An accurate assessment of both the burn depth and the burn extent is essential for adequate and successful treatment. In order to determine the burn depth, German-speaking countries differentiate between so-called burn degrees correlating with an increasing depth of a burn of the skin [1][2]:

“First-Degree” burns affect the epidermis and lead to redness and severe pain but do not cause cell death.

“Second-Degree” burns are distinguished between “second-degree superficial” (2a) and “second-degree deep” (2b). Whereas the first type involves damage to the epidermis and the superficial dermis, with blisters, a rosy and recapillarizing wound base, severe pain, and firmly anchored hair, the second type is characterized by injuries to the deep dermis and skin appendages. The wound is comparatively pale and has little or no recapillarization, and the pain receptors are partially destroyed, the pain perception of the patient is reduced, and the hairs are easy to remove.

“Third-Degree” burns lead to complete epidermal and dermal destruction and are accompanied by hair absence and a dry, white, leathery hard wound base without pain.

Historically, a “fourth-degree” burn was also distinguished. In this type of burn, charring occurs, and in addition to the epidermis and dermis, other layers are destroyed, such as the subcutaneous fatty tissue, muscles, tendons, bones, or joints.

In comparison, English-speaking countries classify the burn depth into “superficial”, “superficial partial thickness” burn (equal to second-degree superficial), “deep partial thickness” burn (equal to second-degree deep), and “full thickness” burn (equal to a third-degree or fourth-degree) [2]. Clinical evaluations are never reliable, and “the accuracy of bedside depth assessment is widely considered to be far from optimal” [3] (p. 762).
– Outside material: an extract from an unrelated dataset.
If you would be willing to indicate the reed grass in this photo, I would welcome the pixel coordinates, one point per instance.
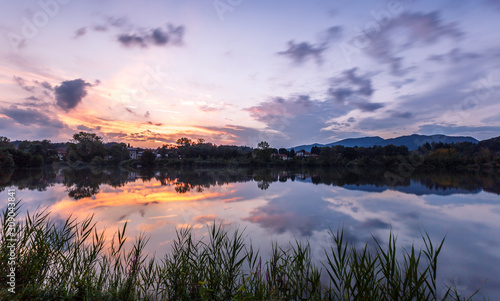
(73, 261)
While in clinical practice, an assessment of burn depth based on these classifications tends to be difficult, a classification based on healing time is usually of higher practical value [3]. Usually, burns healing within one week are categorized as “first-degree” or “superficial” burns; those healing within two weeks are referred to as “second-degree superficial” or “superficial partial thickness” burns. If healing occurs within three weeks or more, the burns are classified as “second-degree deep” or “deep partial thickness” burns, while burns taking even longer to heal but still heal spontaneously from the skin’s appendages are classified in the same group. “Full thickness” burns do not heal from regenerative tissue in the wound but the margins [3]. An exact classification of which burn degree correlates with healing time is not given. It is challenging to differentiate between partial deep or 2b burns and full thickness or third-degree burns.
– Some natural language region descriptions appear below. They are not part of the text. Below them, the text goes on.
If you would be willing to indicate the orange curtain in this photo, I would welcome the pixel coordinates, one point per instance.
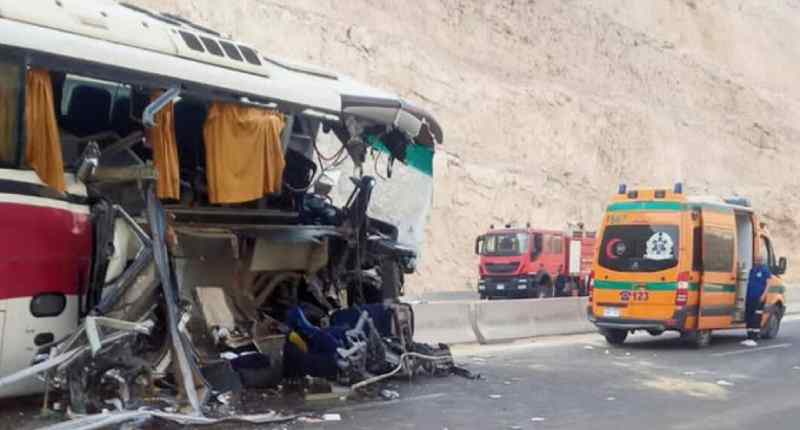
(165, 153)
(43, 150)
(244, 157)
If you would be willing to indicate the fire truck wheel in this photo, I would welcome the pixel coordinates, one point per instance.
(546, 288)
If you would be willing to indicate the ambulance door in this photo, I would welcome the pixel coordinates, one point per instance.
(717, 305)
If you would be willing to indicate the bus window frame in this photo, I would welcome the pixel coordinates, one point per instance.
(13, 56)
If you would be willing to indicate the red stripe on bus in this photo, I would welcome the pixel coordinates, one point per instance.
(43, 250)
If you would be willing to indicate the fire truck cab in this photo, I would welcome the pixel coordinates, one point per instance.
(533, 263)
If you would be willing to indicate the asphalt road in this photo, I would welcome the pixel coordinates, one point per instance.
(578, 382)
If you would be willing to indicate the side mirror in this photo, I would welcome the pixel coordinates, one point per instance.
(478, 243)
(88, 163)
(781, 266)
(327, 182)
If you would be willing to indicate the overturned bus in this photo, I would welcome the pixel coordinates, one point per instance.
(164, 198)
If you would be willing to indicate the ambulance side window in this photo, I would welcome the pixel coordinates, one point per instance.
(697, 249)
(718, 250)
(766, 252)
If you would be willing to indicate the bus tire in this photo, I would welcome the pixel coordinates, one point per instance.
(615, 336)
(773, 324)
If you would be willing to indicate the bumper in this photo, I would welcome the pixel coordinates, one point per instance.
(506, 287)
(677, 322)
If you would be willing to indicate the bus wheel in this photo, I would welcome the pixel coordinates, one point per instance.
(697, 338)
(615, 336)
(773, 324)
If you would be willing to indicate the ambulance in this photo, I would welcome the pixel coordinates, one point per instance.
(670, 262)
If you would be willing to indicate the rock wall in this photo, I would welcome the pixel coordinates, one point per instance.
(549, 104)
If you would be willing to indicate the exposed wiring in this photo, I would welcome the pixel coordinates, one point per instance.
(377, 157)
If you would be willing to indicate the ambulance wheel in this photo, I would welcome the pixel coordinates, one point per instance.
(773, 324)
(697, 338)
(615, 336)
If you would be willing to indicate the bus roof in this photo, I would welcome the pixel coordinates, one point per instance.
(106, 32)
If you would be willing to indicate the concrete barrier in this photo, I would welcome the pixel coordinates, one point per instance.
(515, 319)
(561, 316)
(501, 320)
(496, 321)
(445, 322)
As described above, in addition to the depth of a burn injury, the burn extent is the second important criterion to be assessed to determine adequate treatment methods. The latter is defined as the percentage of the burned body surface area (TBSA-B) to the total body surface area (TBSA), whereby first-degree burns are excluded. According to different studies, an accurate determination of the extent of a burn injury often proves to be challenging in practice. In most cases, TBSA-B is overestimated [2].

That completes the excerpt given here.